Beyond The Cosby Show, Warner built an extensive television résumé, with appearances on The Fresh Prince of Bel-Air, Here and Now, The Magic School Bus, Touched by an Angel, Sliders, Dexter, The Cleaner, Community, Key & Peele, Sons of Anarchy, American Horror Story: Freak Show, Suits, Girlfriends’ Guide to Divorce, Sneaky Pete, The Resident, 9-1-1, Alert: Missing Persons Unit, and more.

He also starred opposite Eddie Griffin in Malcolm & Eddie, which ran for four seasons on UPN, and alongside Luke Perry in J. Michael Straczynski’s post-apocalyptic action drama Jeremiah. Though Straczynski had mapped out a five-year plan for the series, it was abruptly cancelled midway through its second season. Fans mounted a campaign to save the show and secure a third year, but ultimately, the effort was unsuccessful.

Ozzy Osbourne

Ozzy Osbourne

As the co-founder of Black Sabbath, Ozzy Osbourne helped invent heavy metal, but his impact extended far beyond music, leaving an unexpected and indelible mark on television as well.

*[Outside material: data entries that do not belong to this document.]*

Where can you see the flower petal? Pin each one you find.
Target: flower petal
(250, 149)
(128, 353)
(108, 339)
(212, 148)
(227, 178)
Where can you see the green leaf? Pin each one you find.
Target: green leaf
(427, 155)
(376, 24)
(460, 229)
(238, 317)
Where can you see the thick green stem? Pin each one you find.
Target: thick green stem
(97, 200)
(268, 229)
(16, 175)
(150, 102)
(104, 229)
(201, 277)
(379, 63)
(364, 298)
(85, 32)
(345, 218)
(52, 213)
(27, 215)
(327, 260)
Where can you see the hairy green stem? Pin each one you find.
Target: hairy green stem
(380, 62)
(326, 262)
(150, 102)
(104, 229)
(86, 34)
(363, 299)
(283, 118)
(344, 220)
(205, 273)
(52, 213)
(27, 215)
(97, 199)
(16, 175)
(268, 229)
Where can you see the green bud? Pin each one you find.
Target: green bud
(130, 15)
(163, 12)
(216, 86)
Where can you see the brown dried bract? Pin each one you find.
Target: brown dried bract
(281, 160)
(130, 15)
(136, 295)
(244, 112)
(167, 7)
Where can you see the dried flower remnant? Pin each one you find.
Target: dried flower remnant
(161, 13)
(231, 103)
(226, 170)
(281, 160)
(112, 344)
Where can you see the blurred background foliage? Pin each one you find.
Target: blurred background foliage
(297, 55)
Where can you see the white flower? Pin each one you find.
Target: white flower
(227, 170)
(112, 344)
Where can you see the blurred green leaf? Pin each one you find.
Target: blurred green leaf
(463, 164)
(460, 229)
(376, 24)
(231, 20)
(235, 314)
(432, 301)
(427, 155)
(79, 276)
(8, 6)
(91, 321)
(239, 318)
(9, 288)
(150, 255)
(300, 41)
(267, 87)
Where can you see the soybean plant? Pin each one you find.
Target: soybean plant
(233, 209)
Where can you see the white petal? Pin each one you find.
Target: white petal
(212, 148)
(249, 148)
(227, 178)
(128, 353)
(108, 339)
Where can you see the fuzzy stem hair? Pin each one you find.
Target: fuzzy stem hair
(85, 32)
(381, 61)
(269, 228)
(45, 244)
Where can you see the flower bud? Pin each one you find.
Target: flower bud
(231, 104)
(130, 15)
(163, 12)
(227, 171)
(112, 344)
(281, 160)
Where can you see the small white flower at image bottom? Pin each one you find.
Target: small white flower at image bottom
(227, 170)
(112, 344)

After a memorable appearance on MTV Cribs, a reality series centered on Osbourne and his family—his wife Sharon, daughter Kelly, and son Jack—was put into production. The Osbournes became an instant phenomenon as the most-watched series in MTV history. The show chronicled their daily lives and the often chaotic, frequently hilarious antics of the Osbourne household. Its success helped usher in a new era of celebrity-focused reality television, paving the way for franchises like The Real Housewives and Keeping Up with the Kardashians.

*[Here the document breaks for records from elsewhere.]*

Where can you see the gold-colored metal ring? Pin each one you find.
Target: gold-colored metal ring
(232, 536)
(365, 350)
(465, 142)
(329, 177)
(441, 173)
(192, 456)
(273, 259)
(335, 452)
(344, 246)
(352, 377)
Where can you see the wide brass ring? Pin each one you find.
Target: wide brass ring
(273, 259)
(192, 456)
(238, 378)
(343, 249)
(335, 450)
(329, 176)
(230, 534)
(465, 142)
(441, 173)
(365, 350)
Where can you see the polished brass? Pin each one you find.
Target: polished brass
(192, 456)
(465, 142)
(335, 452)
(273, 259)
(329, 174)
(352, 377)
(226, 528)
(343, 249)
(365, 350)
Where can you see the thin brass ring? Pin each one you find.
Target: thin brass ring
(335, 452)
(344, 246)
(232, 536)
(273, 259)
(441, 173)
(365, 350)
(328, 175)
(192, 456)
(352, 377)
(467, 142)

Ozzy never took The Osbournes too seriously, later admitting he was “stoned during the entire filming” of the series, but even he was taken aback by how profoundly it reshaped his public image. “I never realised TV is the most powerful form of entertainment on the planet. I still wonder what it all means,” he said in a 2002 interview. “I was in Boston, where I’ve performed thousands of times, and this respectable middle-aged woman comes up to me and says, ‘What the hell are you doing here?’ I tell her I’m here to perform, and she goes, ‘F***. You do that as well?’ I’ve reached an audience with no idea I’m a rock ‘n’ roller. I’m pleased about that. I’m the working-class hero. Not bad for a guy from Aston.

He went on to make numerous television appearances—almost always as himself—on shows such as South Park, The Bernie Mac Show, CSI, The Conners, and more. His film appearances were equally eclectic, ranging from Trick or Treat and Private Parts to Little Nicky, Moulin Rouge!, Austin Powers in Goldmember, Gnomeo & Juliet, Ghostbusters, Sherlock Gnomes, and Trolls World Tour.

Osbourne ultimately reunited with Black Sabbath for the Back to the Beginning farewell tour. Unable to walk due to advanced Parkinson’s disease, he performed seated on a throne, powering through classics like “Crazy Train,” “Iron Man,” and “Mama, I’m Coming Home.” He died just 17 days later, on July 22, at the age of 76.

Hulk Hogan

Hulk Hogan

Hulk Hogan died on July 24 at the age of 71. One of the biggest stars professional wrestling has ever produced, Hogan ignited the Hulkamania phenomenon and became a global household name. But before he ever stepped into the ring, Hogan was a musician playing clubs around Tampa Bay.

In his 2002 autobiography, Hogan recalled working out at Hector’s Gym when he was spotted by wrestling scouts and encouraged to train with Japanese star Hiro Matsuda. “The wrestlers were like Greek gods to me,” he wrote. “They were giants, larger than life, and the combination of entertainment and physicality that I saw in the wrestling ring was something I had never seen in other sports. And that, I guess you’d say, was where it all started for me.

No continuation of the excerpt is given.